Ungeachtet dessen betrieb Herr Katzke weiter mit viel Energie die Demontage Wilko Möllers, den er zur “persona non grata” in der Stadt deklarieren wollte. Dabei sucht er auch gezielt die Nähe und Unterstützung von Personen, die die AfD besonders diffamierten. Hierzu zählen u.a. Anja Kreisel („AfD-Watch“ und „Buntes Frankfurt“), René Wilke (Politiker der Partei “Die Linken” und Katzkes “Duzfreund”) sowie Josef Lenden (“Politik-Irrlicht”).

Als Klärung seiner intriganten Hybris-Ekstase bezichtigte er mit seinen drei Mitstreitern S. Schaary, H. Händschke und F. Nickel im OderlandSpiegel vom 24./25.10.15 Wilko Möller als angeblich rechtslastig und unterstellte ihm, “Vokabular aus dem Dritten Reich“ öffentlich verwandt zu haben. Diese Aussage wurde vom Vorstand des Stadtverbandes Frankfurt (Oder) als schlichte Lüge entlarvt.

Dem entgegen stellten sich Herr Katzke und seine vermeintlichen „Rebellen“ im selbigen Artikel als „… die demokratisch gesinnten Mitglieder“ dar und kündigten dort den Antrag zur Ablösung Wilko Möllers an.

Um ihre Schlagkraft zu erhöhen, packten sie ihr Vorhaben in 4 Einzelanträge, die von den „wahren Anständigen“ in divergierender Konstellation unterzeichnet waren. Hinzu gesellten sich noch zwei, dem Stadtverband bislang unbekannte Personen namens Stefan Weiß (KV MOL) und Frank Meyer (KV SPN).
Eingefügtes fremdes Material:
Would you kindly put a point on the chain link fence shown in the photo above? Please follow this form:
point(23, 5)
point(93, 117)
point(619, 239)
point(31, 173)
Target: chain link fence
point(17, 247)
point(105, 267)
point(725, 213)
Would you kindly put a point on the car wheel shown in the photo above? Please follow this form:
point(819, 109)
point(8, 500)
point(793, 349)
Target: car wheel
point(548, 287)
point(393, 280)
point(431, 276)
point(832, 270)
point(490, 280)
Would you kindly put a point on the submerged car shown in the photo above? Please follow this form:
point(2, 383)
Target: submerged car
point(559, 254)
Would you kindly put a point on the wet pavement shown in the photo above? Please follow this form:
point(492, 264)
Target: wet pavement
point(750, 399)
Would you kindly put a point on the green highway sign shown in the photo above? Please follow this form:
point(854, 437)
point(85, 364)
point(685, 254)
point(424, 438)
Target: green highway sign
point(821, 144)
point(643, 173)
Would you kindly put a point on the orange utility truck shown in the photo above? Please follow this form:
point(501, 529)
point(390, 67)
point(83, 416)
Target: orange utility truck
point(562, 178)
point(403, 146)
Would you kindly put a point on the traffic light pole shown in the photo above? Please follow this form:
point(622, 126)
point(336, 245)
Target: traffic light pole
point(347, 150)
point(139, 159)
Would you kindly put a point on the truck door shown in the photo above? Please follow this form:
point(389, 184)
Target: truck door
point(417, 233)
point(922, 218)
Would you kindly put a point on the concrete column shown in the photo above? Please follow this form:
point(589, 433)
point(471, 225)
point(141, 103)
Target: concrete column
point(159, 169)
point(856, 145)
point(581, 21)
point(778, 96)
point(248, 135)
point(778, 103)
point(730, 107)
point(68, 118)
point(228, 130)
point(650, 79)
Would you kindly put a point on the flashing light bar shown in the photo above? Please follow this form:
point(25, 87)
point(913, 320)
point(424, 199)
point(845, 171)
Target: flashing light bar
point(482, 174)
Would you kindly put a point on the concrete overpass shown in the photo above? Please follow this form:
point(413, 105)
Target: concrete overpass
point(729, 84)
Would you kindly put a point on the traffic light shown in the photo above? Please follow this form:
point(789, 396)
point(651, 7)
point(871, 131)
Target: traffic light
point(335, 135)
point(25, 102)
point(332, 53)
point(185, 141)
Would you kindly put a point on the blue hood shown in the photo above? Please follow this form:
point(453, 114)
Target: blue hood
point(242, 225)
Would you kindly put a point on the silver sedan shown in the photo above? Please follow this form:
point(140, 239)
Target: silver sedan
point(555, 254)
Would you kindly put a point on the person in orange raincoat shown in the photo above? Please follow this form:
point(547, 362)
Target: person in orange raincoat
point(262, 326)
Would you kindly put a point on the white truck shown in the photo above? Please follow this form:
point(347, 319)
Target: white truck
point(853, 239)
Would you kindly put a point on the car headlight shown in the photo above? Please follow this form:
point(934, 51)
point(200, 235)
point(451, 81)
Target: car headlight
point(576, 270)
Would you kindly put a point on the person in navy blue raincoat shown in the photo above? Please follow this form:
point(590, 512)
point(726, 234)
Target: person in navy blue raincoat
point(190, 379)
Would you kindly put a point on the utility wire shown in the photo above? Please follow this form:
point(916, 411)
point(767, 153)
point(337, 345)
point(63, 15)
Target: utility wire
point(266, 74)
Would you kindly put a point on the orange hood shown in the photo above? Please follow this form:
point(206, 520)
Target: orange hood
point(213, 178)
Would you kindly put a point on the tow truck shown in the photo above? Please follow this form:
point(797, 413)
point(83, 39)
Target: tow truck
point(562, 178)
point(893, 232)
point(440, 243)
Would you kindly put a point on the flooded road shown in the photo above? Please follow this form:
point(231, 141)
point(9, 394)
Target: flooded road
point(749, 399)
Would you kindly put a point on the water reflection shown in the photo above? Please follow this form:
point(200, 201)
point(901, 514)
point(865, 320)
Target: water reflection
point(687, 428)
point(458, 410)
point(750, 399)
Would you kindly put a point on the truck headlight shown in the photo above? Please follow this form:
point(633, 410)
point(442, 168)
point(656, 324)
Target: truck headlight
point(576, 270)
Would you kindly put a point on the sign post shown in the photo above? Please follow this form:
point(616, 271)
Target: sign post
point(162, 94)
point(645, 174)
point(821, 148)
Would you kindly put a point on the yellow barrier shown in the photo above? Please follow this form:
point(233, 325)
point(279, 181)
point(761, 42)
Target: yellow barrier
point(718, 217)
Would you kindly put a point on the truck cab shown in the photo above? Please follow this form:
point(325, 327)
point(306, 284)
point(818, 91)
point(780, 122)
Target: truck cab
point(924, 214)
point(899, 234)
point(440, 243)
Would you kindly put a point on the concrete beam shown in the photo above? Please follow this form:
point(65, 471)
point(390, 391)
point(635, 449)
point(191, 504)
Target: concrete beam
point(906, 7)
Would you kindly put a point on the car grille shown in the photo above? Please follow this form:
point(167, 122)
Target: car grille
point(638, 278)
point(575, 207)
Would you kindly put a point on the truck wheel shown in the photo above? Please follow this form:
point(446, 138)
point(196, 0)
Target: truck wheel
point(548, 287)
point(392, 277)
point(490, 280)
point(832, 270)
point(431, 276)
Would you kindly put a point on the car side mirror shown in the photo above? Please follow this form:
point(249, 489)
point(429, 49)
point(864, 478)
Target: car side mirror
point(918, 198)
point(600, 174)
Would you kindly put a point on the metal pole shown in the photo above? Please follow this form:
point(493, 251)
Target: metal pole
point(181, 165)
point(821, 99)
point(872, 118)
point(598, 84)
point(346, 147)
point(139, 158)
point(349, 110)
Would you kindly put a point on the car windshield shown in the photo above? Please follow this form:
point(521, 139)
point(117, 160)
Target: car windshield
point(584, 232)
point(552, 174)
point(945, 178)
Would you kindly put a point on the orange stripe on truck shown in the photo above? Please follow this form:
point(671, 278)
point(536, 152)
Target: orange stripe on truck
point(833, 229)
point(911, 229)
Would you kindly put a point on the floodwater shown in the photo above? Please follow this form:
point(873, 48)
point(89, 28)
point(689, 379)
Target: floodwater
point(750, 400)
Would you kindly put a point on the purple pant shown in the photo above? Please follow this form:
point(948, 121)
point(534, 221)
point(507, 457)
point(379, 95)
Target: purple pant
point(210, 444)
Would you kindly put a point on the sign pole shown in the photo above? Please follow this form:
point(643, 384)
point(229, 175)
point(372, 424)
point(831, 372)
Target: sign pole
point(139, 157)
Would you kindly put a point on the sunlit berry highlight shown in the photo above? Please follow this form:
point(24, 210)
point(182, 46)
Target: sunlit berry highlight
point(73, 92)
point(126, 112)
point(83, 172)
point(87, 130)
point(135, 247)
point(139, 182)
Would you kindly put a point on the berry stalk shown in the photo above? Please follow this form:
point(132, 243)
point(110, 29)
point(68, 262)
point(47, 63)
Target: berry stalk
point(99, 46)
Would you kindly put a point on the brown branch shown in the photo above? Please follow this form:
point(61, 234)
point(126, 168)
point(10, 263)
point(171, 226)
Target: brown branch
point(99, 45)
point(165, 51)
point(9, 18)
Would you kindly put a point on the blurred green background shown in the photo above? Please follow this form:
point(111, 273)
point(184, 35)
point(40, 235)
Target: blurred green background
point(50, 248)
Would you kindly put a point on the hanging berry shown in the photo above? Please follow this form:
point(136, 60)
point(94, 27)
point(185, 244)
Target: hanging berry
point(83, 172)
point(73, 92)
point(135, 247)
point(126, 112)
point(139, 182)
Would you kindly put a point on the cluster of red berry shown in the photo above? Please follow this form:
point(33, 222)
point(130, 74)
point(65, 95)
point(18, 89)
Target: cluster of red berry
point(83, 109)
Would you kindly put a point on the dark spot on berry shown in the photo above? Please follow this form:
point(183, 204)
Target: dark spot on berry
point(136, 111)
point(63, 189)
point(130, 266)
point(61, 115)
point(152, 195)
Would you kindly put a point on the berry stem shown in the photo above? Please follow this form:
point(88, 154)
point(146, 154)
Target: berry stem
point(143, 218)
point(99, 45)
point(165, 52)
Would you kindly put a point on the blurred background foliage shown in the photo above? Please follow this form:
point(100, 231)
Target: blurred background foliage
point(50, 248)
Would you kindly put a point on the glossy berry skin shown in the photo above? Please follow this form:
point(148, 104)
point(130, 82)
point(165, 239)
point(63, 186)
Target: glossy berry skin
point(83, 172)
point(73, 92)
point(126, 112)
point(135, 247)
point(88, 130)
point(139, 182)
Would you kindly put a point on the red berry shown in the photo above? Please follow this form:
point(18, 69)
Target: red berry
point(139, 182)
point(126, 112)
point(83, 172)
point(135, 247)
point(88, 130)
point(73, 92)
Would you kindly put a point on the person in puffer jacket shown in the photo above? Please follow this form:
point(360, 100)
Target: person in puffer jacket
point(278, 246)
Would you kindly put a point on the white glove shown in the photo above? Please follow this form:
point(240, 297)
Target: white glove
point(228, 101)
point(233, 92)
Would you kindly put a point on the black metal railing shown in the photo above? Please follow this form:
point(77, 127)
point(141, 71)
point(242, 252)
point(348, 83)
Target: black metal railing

Da sich Niemandem bis dato eine etwaige Evaluationskompetenz für den Stadtverband dieser beiden Herren auch nur ansatzweise erschloss, kann hier nur die Bekanntschaft zu Herrn Katzke eine vage Erklärung für ihr Ansinnen geben.

Nach der viel beachteten Rede Dr. Gaulands zur Eröffnung des Parteitages kam es recht schnell zum Aufruf der vier genannten Anträge für eine Erweiterung der Tagesordnung. Trotz der Bitte des Präsidiums zu einer Erläuterung der Anträge war keiner der Antragsteller dazu bereit. Da nun ein allgemeines Unverständnis in den Saal zog, plädierten plötzlich nun doch vier Sprecher verbal für eine Befassung mit jenen Anträgen. Dem entgegneten jedoch sofort andere ihren Unmut und fragten, was dieses „zweifelhafte Unterfangen“ sollte. Besonders kritisierten sie den Umgang mit der Person Wilko Möllers, die aggressive Rhetorik der Anträge und die persönlichen Anfeindungen.

Auch das Austragen eventueller Differenzen im Kreisverband auf Landesebene stieß auf allgemeines Unverständnis.

Nach Schließung der Rednerliste votierten die anwesenden Parteimitglieder in einer offen Abstimmung mit überwältigender Mehrheit, bei nur knapp 6 Gegenstimmen und etwa 4 Enthaltungen für eine klare Ablehnung der gestellten Anträge ohne jegliche weitere Behandlung.

Damit demonstrierten die Anwesenden sehr unmissverständlich, was sie von dem gesamten intriganten und destruktiven Vorgehen der genannten Protagonisten hielten.

Laut Herrn Katzke haben sich nach seiner egozentrierten Ansicht „… Sitte, Anstand und Vernunft“ nicht durchgesetzt. Damit ist der weiteren Aussage „… dann ist das nicht mehr unsere Partei“ (M. Katzke, OS 24./25.10.15) nur eine äußerst hohe Halbwertzeit für die selbst ernannten „… letzten demokratisch Gesinnten“ in der Partei zu wünschen!

Am 26. November 2015 erfolgte schließlich der Austritt der o.g. Antragsteller aus der AfD und gleichsam der Abschied von leidigen Personaldebatten und wieder hin zur Wahrnehmung des politischen Auftrags der Wählerinnen und Wähler Frankfurts.

Wir wünschen Herrn Michael Katzke (geb. Korth), Herrn Dr. Hartmut Händschke, Herrn Frank Nickel im persönlichen Bereich alles Gute.

Politisch fordern wir diese nun parteilosen Fraktion auf, Ihre für die AfD errungenen Stadtverordneten-Mandate aufzugeben!